Linearity is particularly important for internal standards, as these are used to normalise other metabolites and to reduce batch effects. Thus, non-linearity in internal standards may lead to distortions in the relative abundances of metabolites that are being normalised. QreSS internal standards, 1,4-butanediamine, alanine, leucine, phenylalanine, vitamin B3, and thymine had high observable r values to actual concentration therefore are reliable internal standards to use. However, tyrosine was relatively poorly correlated and is therefore less reliable as an internal standard for sample preparation and detectability. Interestingly tyrosine sensitivity seems to decline throughout the run, which would describe why its CVs are high in comparison to the other internal standards. This is likely due to tyrosine like tryptophan also being aromatic.

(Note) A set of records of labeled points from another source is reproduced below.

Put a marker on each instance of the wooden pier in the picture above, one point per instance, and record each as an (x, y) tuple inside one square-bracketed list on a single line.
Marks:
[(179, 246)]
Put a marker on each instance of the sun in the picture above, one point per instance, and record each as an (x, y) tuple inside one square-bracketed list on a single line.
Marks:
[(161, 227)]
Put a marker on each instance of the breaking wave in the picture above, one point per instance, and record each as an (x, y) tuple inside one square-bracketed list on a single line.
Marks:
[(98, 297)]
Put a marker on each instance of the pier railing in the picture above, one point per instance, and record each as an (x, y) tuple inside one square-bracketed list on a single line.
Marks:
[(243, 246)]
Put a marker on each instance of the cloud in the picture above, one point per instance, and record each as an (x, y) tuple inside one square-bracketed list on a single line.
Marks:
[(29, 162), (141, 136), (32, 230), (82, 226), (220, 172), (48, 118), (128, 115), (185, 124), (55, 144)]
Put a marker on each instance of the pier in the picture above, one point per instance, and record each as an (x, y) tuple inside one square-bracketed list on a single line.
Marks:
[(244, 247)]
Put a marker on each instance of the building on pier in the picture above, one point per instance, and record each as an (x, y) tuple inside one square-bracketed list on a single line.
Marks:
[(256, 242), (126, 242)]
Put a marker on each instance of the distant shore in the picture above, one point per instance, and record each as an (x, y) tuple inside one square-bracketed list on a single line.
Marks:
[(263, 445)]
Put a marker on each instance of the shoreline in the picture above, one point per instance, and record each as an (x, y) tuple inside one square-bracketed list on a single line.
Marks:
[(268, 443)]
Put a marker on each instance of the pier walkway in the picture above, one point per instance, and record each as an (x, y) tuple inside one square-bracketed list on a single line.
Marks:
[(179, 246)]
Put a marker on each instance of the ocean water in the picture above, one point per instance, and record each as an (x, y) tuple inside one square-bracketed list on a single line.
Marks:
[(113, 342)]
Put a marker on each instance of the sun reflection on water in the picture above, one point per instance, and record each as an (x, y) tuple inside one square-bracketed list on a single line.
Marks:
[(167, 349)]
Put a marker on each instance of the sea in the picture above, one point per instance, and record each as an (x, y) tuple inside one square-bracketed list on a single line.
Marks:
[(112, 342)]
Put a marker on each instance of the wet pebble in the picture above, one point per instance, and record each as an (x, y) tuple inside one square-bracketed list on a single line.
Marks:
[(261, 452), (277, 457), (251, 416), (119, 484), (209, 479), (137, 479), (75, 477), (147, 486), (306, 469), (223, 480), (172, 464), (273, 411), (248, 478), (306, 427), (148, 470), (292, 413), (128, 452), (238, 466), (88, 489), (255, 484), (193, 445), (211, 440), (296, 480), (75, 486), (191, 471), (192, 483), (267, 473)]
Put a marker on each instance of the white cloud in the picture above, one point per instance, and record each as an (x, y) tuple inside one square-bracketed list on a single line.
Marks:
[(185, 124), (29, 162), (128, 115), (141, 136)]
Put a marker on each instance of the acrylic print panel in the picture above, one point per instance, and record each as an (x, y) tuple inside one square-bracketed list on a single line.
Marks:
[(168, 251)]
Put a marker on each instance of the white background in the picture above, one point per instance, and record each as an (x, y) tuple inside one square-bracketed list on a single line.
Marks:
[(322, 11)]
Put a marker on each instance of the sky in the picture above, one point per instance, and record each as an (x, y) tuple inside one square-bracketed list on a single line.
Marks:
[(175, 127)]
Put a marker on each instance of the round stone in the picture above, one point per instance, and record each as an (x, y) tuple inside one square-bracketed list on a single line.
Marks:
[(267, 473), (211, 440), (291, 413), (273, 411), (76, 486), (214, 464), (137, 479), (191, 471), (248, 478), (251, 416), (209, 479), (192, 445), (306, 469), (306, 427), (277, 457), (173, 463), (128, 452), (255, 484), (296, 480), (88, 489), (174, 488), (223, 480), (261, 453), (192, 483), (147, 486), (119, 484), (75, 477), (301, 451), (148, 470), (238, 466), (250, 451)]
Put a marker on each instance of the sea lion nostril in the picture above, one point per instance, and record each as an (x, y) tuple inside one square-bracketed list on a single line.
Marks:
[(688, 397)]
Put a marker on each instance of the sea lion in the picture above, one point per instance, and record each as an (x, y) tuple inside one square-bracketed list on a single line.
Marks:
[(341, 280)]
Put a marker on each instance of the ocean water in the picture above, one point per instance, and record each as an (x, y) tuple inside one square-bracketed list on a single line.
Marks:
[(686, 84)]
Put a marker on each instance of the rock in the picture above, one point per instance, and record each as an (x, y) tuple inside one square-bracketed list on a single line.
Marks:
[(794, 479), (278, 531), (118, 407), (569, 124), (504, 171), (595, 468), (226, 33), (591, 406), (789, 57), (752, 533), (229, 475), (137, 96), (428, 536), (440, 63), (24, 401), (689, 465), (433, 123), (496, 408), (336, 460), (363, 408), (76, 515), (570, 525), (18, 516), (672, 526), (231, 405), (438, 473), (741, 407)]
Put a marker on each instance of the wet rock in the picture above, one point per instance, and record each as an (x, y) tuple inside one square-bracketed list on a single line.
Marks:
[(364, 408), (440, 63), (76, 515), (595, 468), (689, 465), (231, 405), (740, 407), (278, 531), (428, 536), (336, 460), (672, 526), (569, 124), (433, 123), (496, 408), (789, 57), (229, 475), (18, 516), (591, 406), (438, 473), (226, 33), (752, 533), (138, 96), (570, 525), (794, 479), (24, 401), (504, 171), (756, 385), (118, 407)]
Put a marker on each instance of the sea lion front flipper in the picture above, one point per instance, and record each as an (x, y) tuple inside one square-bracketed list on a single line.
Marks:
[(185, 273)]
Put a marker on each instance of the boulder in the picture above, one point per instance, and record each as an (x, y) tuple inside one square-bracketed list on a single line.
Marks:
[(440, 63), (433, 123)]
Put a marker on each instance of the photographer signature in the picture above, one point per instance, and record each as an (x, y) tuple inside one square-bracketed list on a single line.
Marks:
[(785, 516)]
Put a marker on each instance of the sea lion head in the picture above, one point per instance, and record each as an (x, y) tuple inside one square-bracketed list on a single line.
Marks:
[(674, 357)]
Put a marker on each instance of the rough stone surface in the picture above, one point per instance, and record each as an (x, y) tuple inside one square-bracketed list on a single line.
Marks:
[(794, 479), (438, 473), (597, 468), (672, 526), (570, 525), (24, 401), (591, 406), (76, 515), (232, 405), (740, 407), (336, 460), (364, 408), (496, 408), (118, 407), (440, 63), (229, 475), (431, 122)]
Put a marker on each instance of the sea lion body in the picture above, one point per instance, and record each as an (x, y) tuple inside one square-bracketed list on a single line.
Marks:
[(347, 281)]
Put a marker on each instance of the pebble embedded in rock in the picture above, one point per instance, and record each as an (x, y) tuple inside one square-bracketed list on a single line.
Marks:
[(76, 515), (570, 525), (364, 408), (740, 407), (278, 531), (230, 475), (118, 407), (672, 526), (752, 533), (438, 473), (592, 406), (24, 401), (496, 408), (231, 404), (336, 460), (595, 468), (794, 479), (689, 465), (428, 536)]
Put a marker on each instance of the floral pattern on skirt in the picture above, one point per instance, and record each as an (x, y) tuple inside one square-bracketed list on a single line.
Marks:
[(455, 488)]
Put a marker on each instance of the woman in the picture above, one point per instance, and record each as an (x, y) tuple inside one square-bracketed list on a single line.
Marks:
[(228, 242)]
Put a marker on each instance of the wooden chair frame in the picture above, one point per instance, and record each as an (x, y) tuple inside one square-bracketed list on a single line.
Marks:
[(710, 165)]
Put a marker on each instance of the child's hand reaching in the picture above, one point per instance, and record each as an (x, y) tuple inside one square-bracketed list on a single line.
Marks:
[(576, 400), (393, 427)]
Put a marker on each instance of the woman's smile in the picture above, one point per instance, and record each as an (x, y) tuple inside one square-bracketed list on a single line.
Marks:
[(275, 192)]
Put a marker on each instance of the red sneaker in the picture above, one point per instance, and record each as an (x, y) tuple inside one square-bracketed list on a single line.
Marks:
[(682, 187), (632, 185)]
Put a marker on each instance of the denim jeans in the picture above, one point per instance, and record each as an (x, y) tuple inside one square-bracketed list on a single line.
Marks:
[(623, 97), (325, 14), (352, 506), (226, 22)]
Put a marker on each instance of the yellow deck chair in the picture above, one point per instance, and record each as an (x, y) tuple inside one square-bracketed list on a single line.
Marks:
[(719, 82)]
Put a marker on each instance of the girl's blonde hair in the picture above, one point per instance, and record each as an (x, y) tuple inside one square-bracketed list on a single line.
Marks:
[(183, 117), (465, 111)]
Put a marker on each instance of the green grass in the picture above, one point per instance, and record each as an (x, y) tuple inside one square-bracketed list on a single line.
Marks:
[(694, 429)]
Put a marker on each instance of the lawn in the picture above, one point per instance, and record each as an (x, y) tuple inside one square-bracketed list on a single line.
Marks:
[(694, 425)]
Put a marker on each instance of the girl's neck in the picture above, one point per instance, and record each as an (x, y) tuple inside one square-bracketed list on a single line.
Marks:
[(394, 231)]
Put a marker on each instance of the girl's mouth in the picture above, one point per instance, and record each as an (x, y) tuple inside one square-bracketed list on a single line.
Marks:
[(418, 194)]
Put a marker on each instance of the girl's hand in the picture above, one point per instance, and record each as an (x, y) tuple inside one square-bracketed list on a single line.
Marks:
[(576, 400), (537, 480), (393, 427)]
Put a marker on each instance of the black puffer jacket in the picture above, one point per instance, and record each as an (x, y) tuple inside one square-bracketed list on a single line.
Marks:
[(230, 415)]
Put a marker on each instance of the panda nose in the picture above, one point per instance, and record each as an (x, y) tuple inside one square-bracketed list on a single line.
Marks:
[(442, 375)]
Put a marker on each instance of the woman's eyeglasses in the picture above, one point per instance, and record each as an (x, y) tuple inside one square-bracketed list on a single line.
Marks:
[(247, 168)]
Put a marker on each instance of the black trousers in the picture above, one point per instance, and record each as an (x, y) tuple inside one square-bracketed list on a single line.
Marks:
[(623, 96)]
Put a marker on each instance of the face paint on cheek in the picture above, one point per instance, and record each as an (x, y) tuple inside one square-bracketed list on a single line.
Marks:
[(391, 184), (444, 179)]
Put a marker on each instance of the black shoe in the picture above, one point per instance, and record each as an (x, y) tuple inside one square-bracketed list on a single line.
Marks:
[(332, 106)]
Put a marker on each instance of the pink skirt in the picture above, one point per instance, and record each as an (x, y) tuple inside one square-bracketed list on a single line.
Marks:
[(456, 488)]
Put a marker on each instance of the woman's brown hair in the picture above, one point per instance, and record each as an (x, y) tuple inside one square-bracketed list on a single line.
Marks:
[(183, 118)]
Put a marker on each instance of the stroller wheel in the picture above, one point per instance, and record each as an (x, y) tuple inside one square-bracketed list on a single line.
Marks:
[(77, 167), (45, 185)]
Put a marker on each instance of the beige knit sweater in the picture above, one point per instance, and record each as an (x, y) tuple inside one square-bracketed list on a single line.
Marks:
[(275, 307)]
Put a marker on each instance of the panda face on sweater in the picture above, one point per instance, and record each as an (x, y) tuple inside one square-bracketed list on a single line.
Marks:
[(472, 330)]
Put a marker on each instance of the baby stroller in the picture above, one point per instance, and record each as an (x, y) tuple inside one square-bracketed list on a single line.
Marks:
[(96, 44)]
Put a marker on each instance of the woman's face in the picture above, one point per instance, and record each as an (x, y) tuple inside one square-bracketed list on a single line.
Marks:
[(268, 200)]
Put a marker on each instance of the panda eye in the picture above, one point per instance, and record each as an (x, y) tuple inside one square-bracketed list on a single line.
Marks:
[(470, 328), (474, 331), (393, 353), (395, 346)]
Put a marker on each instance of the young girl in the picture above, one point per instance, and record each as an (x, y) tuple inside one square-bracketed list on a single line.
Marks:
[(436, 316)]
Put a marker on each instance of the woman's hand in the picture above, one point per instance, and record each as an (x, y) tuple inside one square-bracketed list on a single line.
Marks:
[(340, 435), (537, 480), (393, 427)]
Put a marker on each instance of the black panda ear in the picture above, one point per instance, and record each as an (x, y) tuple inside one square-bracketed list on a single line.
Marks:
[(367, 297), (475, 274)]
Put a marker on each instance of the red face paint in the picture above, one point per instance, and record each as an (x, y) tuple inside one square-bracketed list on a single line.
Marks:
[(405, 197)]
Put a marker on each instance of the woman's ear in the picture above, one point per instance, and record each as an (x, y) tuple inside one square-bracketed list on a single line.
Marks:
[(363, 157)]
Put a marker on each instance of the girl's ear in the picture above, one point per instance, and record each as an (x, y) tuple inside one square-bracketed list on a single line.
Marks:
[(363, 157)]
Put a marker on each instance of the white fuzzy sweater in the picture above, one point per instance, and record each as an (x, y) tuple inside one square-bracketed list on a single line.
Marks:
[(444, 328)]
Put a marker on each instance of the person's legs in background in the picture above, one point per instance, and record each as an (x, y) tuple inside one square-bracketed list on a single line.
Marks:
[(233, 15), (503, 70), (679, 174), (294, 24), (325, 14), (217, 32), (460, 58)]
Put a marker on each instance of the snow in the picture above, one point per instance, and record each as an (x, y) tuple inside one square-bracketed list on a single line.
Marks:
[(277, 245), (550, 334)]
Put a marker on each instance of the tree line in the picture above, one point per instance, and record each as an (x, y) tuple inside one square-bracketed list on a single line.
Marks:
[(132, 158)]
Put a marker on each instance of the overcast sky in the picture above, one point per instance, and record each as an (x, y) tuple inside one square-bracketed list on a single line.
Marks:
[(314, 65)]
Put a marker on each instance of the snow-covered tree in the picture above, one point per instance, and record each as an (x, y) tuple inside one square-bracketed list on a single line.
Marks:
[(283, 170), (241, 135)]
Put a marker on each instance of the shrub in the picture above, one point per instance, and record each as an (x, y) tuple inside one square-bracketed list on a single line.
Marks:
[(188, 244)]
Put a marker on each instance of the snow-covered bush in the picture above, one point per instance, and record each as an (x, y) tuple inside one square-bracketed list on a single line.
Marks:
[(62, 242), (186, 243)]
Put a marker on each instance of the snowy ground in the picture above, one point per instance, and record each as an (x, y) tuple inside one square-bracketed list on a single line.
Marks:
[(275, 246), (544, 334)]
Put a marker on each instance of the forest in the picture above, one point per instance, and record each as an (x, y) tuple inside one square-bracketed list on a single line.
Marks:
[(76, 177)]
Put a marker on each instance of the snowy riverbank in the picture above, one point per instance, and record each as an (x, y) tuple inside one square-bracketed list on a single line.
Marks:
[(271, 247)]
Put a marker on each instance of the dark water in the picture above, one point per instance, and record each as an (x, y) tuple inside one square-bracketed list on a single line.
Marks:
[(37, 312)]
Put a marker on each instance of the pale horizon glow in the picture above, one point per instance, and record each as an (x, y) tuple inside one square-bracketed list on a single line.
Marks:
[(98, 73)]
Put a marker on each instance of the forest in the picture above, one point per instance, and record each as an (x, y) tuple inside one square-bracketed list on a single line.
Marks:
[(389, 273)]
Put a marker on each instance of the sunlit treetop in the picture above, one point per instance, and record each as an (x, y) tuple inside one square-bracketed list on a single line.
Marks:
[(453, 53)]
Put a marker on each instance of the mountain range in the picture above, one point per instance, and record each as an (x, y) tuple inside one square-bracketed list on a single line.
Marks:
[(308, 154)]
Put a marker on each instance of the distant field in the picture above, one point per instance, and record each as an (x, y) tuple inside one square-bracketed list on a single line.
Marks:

Unsurprisingly as metabolite concentration is more highly correlated to detected abundance, the R2 of metabolite concentration is increased. The variance explained by the fitted regression model for 68.0% of annotated metabolites is higher than the acceptable 0.80 threshold, suggesting that the actual change in concentration for over two thirds of annotated metabolites is driving the differences we observed. Most internal standards sit above the 0.8 threshold and their detected abundance is relative to their actual concentration. Thus, the internal standards are reliable for normalisation across the tested concentration range.
‘Carboxylic acids and derivatives’, and ‘fatty acyls’ are the top classifications of our annotated metabolites that were identified in HMDB. These metabolites can be annotated to level 2 of the MSI guidelines (Sumner et al. 2007). Carboxylic acids are polar metabolites, while fatty acyls can be polar or non-polar dependent on the attached hydrocarbon chain. These classes have previously been identified in more complex LC-MS and derivatisation-GC-MS methods (Bian et al. 2020; Yu et al. 2021; Zhu et al. 2016). However, many metabolites were unable to be successfully annotated, and fewer than 50% (130/274) of them could be classified using the HMDB 2020 library. Increasing the number of annotated and classified metabolites would likely result in even greater diversity in our classifications.
Future developments of this method might incorporate stronger solvents to enable quantification of metabolites that strongly bind to the PGC. Further validation of this method using predefined metabolomic mixes (i.e. credentialing kit) may be used to show the MS/MS acquired features are not contaminants (L. Wang et al. 2019).